We believe in and advocate for open, reproducible science. We consider that our work has impact if at least one lab (eg academic where typically resources are limited) is considers training their own model on open, smaller-scale data with simple augmentations instead of relying on massive decaying datasets and billion-parameter models.
We think that our work opens the way to do so.
We understand that our findings go against the current hype: “bigger is better”. This is indeed surprising and we believe that it is worth spreading.
Four reviewers went over this submission. The reviewers raised concerns about:
- the novelty of the contribution [tjpV, qDs6, he9B]
- the novelty of the findings (potential of small scale dataset to achieve state-of-the-art) [tjpV]
- the claims in the paper (not well supported by experimental evidence) [tjpV, fyFz]
- the unconvincing validation and unclear impact of the presented results [tjpV, qDs6, he9B, fyFz] (comparisons wrt models trained on high quality datasets, no human evaluations, fairness of comparisons, no comparisons with recent models, low resolution experiments, complex scenes)
- the practical quality of generated images [tjpV]
- the quality of the presentation [qDs6]
The rebuttal partially addressed the reviewers concerns. In particular, the rebuttal introduced:
- new experimental evidence contrasting with work training/finetuning text-to-image models on small scale data
- comparisons with more recent text-to-image models
- results on complex scenes (extending ImageNet with COCO or LAION-POP).

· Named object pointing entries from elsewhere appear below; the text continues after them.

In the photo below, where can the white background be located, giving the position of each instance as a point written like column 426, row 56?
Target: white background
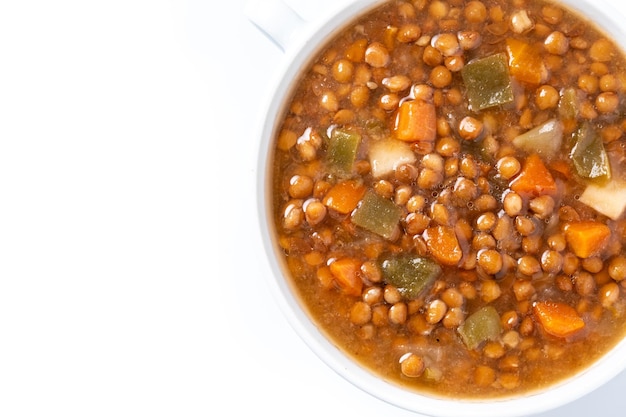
column 132, row 282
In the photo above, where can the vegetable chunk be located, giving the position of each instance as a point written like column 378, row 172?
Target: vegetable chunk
column 525, row 62
column 416, row 121
column 344, row 196
column 342, row 148
column 534, row 178
column 487, row 82
column 544, row 139
column 378, row 215
column 587, row 238
column 558, row 319
column 387, row 155
column 346, row 274
column 410, row 274
column 608, row 199
column 443, row 245
column 481, row 326
column 589, row 156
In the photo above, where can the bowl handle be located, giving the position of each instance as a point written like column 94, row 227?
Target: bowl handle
column 277, row 20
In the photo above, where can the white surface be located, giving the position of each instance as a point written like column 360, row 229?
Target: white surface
column 131, row 279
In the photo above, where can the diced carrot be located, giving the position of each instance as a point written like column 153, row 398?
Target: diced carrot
column 344, row 196
column 587, row 238
column 443, row 244
column 558, row 319
column 325, row 277
column 534, row 178
column 526, row 62
column 346, row 274
column 416, row 121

The rebuttal also introduced additional metrics (as opposed to user studies) to capture human preference (ImageReward and HPSv2) and argued about the novelty ("demonstrating that a reproducible, resource-efficient training on a small, open dataset like ImageNet can achieve state-of-the-art performance").
During discussion, many reviewers engaged with the authors. After rebuttal, the recommendation remains borderline. The AC engaged in discussion with the reviewers. The reviewers agreed (despite their final ratings) on the following discussion points: 1) importance of aesthetic quality, 2) the upper bound limitation brought by ImageNet, 3) the claims of the paper which still appear too strong given the experimental evidence. There were disagreements among reviewers on the novelty and clarity of presentation.
The authors reached out to the AC about fundamental disagreements with some parts of the feedback received, and summarized the key points of the process in the final remarks. The AC took these messages into consideration when discussing and making the final recommendation.
The AC agrees with the reviewers that the claims are too strong given the evidence, since the claimed advantages/competitiveness do not extend to stronger baselines. The paper would benefit from rethinking its current narrative and from adjusting the claims to the reported results. Given the current results, the significance of the contribution remains unclear. Therefore, the AC recommends to reject.